It then declined over a very long period; then there was a sharp drop in the Depression era, a temporary rebound, and the trend resumed. Overall, the change year-to-year was extremely gradual, so that you needed to do statistical analysis over many decades to see it.

The pattern in other Western countries is similar, with the main variation being when the trend starts -- a bit earlier in France, later in Britain, later still in Scandinavia, then in Eastern Europe, etc. The later it starts, the faster it goes once begun.

In countries where it's started recently, the decline is -much- faster and steeper -- for example, in India the drop is just a little under 1% a year, and the current TFR is 2.02. It was 6 as recently as the 1960's, so the drop that took the US over 200 years took only about 50 there.

In Saudi Arabia, as recently as the 1990's, it was around 6, but it's now 2.1, and dropping at nearly 2% a year.

Places like Nepal, Bangladesh and Sri Lanka are all now almost exactly 2.0, and similarly started dropping in the 1980's and 1990's.

An unpleasantly amusing side-note: in northern Iraq, there was a rash of suicides among young women in their late teens. Detailed investigation found that it coincided with them watching Turkish soap-operas on TV.

The women in the soap operas were courted by and married young, dashing, handsome men and then had small families.

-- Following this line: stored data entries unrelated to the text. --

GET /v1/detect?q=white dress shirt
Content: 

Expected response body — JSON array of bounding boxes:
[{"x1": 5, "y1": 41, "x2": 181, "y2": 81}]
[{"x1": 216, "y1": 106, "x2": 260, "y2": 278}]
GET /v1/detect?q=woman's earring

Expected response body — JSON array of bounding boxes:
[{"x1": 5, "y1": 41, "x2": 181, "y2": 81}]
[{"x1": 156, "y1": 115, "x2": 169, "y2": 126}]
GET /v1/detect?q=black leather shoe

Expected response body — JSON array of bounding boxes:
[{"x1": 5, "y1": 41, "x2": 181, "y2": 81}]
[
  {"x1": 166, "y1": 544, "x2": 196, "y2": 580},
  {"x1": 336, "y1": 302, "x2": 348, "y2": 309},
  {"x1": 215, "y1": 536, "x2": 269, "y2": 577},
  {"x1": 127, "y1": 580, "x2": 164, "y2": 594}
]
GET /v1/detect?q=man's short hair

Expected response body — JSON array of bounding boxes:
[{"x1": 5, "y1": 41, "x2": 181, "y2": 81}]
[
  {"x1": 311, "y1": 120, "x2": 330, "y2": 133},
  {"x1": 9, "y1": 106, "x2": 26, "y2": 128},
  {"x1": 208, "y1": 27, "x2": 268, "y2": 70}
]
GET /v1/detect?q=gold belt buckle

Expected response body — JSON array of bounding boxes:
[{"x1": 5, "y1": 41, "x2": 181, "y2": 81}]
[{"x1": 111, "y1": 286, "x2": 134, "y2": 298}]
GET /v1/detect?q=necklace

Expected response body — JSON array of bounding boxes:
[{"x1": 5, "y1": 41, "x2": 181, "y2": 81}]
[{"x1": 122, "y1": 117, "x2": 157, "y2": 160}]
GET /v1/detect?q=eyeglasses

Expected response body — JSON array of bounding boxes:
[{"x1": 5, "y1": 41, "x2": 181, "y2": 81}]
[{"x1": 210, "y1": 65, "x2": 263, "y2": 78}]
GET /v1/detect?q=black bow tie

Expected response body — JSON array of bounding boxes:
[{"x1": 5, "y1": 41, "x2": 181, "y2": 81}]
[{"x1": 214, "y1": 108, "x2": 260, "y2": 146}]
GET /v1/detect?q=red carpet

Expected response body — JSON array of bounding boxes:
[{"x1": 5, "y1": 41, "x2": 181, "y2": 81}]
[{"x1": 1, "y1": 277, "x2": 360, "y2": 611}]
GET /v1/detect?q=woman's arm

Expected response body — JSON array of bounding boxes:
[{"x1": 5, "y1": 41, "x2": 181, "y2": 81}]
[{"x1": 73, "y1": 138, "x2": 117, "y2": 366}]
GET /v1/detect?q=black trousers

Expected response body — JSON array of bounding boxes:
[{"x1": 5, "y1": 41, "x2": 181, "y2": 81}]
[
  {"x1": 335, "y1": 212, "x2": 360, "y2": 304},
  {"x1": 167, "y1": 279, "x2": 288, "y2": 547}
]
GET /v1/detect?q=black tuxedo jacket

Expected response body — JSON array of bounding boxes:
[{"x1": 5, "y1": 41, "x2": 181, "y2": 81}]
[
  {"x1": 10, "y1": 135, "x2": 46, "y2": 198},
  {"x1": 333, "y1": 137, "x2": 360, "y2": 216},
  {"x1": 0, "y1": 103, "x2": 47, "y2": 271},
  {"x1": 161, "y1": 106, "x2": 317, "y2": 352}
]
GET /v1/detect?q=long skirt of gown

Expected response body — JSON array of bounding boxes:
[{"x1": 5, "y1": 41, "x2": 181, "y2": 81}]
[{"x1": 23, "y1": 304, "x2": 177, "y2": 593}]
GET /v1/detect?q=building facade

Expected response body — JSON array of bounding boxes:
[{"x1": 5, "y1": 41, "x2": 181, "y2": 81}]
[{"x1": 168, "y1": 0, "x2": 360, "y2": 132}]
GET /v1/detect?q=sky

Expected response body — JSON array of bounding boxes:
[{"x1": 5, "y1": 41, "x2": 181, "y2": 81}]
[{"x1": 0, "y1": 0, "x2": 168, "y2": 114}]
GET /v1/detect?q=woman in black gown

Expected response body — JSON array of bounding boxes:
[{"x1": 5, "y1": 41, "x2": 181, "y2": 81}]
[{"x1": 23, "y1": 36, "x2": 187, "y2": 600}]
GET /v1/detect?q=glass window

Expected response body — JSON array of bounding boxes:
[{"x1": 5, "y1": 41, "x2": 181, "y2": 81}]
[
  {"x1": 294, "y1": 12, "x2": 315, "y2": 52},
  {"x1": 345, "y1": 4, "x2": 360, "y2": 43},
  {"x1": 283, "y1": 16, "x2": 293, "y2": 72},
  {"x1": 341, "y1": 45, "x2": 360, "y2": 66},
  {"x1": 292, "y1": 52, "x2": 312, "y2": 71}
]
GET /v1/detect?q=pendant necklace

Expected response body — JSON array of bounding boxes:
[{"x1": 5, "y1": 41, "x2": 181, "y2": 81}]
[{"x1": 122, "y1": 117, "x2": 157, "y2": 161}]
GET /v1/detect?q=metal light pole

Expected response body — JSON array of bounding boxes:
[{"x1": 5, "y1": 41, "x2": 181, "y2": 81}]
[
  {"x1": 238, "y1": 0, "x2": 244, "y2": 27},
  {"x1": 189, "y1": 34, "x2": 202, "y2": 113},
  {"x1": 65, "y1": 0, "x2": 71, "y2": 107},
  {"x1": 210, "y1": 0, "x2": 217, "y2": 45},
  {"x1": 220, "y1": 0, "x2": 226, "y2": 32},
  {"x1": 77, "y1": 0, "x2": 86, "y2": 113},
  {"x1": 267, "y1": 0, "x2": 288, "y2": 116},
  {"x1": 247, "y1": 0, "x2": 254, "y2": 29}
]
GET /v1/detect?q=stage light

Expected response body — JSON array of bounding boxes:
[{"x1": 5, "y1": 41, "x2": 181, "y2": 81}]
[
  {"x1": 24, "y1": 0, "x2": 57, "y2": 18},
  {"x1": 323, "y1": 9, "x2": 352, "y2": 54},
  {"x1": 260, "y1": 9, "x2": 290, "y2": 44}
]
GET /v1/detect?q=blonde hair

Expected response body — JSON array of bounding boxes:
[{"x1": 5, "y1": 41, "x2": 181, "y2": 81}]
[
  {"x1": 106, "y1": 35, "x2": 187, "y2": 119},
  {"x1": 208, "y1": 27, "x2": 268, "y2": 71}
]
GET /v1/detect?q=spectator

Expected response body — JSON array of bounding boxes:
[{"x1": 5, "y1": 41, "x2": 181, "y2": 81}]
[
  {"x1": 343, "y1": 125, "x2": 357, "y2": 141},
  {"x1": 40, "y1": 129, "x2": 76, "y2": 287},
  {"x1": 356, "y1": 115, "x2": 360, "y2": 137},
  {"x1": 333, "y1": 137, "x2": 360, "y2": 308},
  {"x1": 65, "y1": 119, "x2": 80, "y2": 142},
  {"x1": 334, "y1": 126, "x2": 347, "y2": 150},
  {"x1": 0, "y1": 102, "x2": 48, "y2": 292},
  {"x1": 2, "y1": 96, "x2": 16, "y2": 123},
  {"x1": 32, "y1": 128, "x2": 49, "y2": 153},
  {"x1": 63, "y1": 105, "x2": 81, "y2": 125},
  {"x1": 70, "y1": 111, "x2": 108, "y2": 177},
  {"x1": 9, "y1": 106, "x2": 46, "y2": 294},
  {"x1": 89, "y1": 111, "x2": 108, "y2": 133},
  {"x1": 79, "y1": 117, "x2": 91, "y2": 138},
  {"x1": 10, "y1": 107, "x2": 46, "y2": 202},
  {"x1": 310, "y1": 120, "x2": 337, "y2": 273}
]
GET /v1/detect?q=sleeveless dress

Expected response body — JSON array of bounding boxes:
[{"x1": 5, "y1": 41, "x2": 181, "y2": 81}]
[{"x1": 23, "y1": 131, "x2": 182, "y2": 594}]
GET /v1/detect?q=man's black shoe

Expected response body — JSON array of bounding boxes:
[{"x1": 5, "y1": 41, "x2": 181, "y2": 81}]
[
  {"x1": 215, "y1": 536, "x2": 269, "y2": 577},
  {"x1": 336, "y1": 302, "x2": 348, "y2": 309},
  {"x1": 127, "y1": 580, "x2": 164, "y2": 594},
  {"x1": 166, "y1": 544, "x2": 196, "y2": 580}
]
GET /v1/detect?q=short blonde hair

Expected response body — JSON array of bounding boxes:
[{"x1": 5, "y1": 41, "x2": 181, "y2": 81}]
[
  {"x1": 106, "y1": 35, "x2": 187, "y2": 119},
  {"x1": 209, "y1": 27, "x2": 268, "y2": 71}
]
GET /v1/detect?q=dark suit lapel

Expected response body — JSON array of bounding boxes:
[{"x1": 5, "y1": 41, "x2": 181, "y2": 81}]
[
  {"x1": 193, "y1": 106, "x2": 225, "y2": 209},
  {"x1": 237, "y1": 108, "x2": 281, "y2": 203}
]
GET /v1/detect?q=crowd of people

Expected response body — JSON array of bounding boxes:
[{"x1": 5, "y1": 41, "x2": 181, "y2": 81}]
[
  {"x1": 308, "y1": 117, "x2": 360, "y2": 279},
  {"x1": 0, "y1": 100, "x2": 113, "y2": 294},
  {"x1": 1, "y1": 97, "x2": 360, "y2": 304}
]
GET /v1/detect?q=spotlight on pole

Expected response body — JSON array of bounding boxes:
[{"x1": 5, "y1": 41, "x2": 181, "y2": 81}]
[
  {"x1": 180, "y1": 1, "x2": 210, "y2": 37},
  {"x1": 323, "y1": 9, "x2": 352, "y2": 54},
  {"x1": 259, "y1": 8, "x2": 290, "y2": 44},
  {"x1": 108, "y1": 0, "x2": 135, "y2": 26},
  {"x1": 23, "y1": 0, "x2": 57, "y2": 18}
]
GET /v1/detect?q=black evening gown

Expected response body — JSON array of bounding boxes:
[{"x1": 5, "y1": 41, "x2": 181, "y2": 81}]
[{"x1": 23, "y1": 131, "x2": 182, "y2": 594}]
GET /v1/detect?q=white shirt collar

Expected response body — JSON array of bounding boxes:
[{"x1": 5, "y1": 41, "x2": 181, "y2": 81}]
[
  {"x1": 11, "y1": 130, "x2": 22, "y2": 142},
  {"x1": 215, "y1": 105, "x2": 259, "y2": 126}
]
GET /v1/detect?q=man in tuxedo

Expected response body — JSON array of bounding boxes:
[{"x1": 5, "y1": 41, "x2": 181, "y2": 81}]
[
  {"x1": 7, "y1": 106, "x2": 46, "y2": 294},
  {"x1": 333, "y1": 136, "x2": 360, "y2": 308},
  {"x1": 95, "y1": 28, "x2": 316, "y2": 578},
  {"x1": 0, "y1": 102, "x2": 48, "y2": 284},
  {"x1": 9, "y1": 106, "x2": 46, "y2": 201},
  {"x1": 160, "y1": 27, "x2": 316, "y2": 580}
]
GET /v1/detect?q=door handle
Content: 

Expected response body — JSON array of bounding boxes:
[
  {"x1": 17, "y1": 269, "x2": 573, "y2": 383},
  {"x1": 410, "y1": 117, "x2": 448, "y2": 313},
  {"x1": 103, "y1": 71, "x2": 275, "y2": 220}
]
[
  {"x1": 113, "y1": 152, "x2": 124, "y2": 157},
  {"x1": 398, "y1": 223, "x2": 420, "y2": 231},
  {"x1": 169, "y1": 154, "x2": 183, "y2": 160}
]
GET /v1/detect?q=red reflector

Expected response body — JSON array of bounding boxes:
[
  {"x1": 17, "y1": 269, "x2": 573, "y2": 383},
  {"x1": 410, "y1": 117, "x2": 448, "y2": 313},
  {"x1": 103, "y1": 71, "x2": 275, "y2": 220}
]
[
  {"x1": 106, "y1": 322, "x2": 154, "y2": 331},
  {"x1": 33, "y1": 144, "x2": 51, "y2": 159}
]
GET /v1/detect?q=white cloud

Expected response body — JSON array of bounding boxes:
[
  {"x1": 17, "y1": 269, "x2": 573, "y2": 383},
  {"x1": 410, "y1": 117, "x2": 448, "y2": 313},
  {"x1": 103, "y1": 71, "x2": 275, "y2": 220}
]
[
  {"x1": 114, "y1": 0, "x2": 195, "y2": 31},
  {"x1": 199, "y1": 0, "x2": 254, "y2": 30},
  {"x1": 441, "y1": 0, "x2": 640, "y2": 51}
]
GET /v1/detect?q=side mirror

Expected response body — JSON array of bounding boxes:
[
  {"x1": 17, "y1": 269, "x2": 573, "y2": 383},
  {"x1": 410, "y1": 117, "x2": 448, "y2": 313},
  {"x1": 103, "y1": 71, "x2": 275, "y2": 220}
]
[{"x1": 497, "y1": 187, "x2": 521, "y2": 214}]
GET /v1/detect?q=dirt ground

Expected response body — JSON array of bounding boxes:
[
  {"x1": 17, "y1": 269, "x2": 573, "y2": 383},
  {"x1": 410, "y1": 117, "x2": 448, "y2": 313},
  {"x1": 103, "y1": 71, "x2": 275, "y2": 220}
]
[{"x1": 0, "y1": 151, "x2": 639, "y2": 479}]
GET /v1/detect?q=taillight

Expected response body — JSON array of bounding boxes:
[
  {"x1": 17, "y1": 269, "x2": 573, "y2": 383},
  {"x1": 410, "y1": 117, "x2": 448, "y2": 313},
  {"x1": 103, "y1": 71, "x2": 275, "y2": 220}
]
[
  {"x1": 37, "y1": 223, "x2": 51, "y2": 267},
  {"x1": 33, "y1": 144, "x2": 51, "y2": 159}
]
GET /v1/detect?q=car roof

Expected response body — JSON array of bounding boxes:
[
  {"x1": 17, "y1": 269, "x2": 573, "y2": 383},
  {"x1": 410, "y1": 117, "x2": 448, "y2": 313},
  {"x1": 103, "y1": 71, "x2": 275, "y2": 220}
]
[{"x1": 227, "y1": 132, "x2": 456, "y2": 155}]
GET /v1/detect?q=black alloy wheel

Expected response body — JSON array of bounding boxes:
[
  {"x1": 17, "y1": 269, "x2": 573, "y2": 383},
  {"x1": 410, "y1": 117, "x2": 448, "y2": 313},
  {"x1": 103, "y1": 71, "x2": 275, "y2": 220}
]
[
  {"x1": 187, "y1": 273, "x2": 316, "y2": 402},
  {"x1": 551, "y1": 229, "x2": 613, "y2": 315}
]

So when faced with the prospect of being married off in their teens to uncouth, middle-aged neighboring peasants, the young women started killing themselves or absconding.

(*) which is mostly due to immune-system effects, where the body becomes sensitized to sperm or fertilized ova and treats them as invasive foreign matter. Some modern contraceptives imitate this, but it's quite common naturally and was the primary cause of infertility, often setting in after 1-2 children.

S.M. Stirling said...

To take a really extreme case, in South Korea when I was born, the TFR was 6; it's now 0.77 -- an average of less than 1 child per woman, meaning that something like half the female population never reproduces at all.

That would also mean an eventual decline of over 50% in the total population per generation.

paulshackley2017@gmail.com said...

I can only say, "Amazing." We don't know what is going to happen next - although we still have to heed warnings about what might happen according to the evidence.

Sean M. Brooks said...

Kaor, Mr. Stirling!

Fascinating comments, with some grim implications! That is, populations might decline so far that it becomes catastrophic to a nation. If you want an advanced high tech society you are going to need at least a minimum of educated people to handle the multitudes of different kinds of jobs and functions that requires.

In such a scenario I can imagine the governments in various nations offering incentives (such as lower taxes) to young couples who have 1, 2, 3, or more children. The Roman Emperor Augustus enacted similar laws, but I don't think they were very successful.

Ad astra! Sean

S.M. Stirling said...

Sean: things like that have been tried, by the government of S. Korea among others, and they don't work. Even intrusive and drastic measures have little impact, as the Romanian government demonstrated in the late Communist period. Governments can push fertility -down- but not -up-, apparently.

Sean M. Brooks said...

Kaor, Mr. Stirling!

Absolutely! The infamous "one child only" of Maoist China, accompanied by compulsory abortion for any mother who dared to have a second child is one brutally notorious example of how a state "...can push fertility-down-..."

Seems to me the most a gpv't can do for encouraging fertility is not to make it needlessly hard for parents to have children.